Immunological memory is a hallmark of antigen-specific T and B lymphocytes. In contrast, the innate immune system is known to launch rapid, non-specific effector responses, which are short-lived. However, recent studies have proposed a form of immunological memory in the innate immune system, where innate cells can “remember” a pathogen encounter for several weeks to months. This phenomenon of “trained immunity” has been documented for NK cells, but less is known about its role in monocytes and dendritic cells (DCs). Innate memory has been suggested to be mediated via epigenetic changes in myeloid cells, but there are several fundamental questions about the mechanisms of innate memory. In this proposal, we will address the following questions in the context of vaccination with the live attenuated yellow fever vaccine 17D (YFV-17D) or acute dengue viral infection in humans, and in mechanistic studies in mice: 1. Unlike memory T and B cells, most DC and monocyte subsets are believed to have a relatively short lifespan of a few days. So how can epigenetic changes acquired by such short-lived cells mediate innate memory? Can subsets of myeloid-derived cells persist for several weeks after infection or vaccination? 2. To what extent is so called “innate memory” caused by the effects of an ongoing adaptive immune response (for example, via paracrine signaling), versus a cell intrinsic property of innate cells, similar to the classic phenomenon of immune memory exhibited by memory T or B cells? 3. Is there an enhanced response of DCs and monocytes, (similar to a memory response in the adaptive immune system), during secondary vaccination or infection? If so, what are the cellular and molecular mechanisms involved? We will address these questions in the following aims: Aim 1. Determining the innate response and regulatory landscape of DCs and monocytes in response to YFV-17D vaccination and dengue infection in humans. Aim 2: To determine the turnover rates of DCs and monocytes in response to YFV-17D vaccination in humans, using heavy water labeling. Aim 3: To define the mechanisms of innate memory induced by YFV-17D and adjuvants. Successful completion of these aims will further our mechanistic understanding of the phenomenon of innate memory, and offer novel strategies inducing broad and durable protection against diverse pathogens.

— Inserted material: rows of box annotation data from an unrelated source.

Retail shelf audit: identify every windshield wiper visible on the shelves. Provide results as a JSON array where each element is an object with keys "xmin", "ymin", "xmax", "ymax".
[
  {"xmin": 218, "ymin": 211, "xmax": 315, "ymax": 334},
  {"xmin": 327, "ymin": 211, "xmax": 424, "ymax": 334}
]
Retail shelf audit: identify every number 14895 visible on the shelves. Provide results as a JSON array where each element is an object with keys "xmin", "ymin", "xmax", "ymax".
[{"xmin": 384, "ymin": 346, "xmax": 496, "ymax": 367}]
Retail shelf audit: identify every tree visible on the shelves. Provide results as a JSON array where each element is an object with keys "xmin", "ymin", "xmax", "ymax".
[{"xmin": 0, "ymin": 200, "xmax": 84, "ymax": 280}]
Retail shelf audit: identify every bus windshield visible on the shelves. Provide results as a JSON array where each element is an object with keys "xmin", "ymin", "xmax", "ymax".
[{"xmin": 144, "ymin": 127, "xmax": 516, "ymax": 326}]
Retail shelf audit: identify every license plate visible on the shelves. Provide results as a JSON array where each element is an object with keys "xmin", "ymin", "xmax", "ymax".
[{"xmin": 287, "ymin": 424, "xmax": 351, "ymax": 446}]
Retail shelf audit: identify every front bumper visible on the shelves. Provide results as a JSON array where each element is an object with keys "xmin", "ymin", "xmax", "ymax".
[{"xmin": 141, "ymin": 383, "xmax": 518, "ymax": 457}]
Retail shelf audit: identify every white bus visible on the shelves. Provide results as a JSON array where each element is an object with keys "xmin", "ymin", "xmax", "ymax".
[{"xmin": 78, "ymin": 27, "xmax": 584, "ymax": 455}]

免疫记忆是抗原特异性 T 和 B 淋巴细胞的标志，而先天免疫则相反。 众所周知，该系统会启动快速、非特异性的效应器反应，但这种反应是短暂的。 提出了先天免疫系统中的一种免疫记忆形式，先天细胞可以 这种“训练有素的免疫力”的现象已经“记住”了病原体的遭遇数周至数月。 NK 细胞已被记录，但对其在单核细胞和先天树突状细胞 (DC) 中的作用知之甚少。 记忆被认为是通过骨髓细胞的表观遗传变化介导的，但有几种 在本提案中，我们将解决以下有关先天记忆机制的基本问题。 有关接种黄热病减毒活疫苗 17D (YFV-17D) 或急性黄热病疫苗的问题 人类登革热病毒感染以及小鼠的机制研究： 1. 与记忆T细胞和B细胞不同，大多数DC和单核细胞亚群被认为寿命相对较短 那么，这种短命细胞获得的表观遗传变化如何调节先天记忆呢？ 骨髓源性细胞亚群在感染或接种疫苗后能否持续存在数周？ 2.所谓的“先天记忆”在多大程度上是由持续的适应性免疫反应的影响引起的 （例如，通过旁分泌信号传导），与先天细胞的细胞内在特性相比，类似于经典的 免疫记忆现象是由记忆T细胞还是B细胞表现出来的？ 3. DC和单核细胞的反应是否增强（类似于适应性记忆反应） 免疫系统），在二次疫苗接种或感染期间，如果是这样，细胞和分子是什么？ 我们将通过以下目标解决这些问题： 目标 1. 确定 DC 和单核细胞响应的先天反应和调节环境 YFV-17D 疫苗接种和人类登革热感染。 目标 2：确定 DC 和单核细胞响应 YFV-17D 疫苗接种的周转率 人类，使用重水标签。 目标 3：确定 YFV-17D 和佐剂诱导先天记忆的机制。 成功完成这些目标将进一步加深我们对先天现象的机械理解。 记忆，并提供新颖的策略，诱导广泛而持久的保护，抵御多种病原体。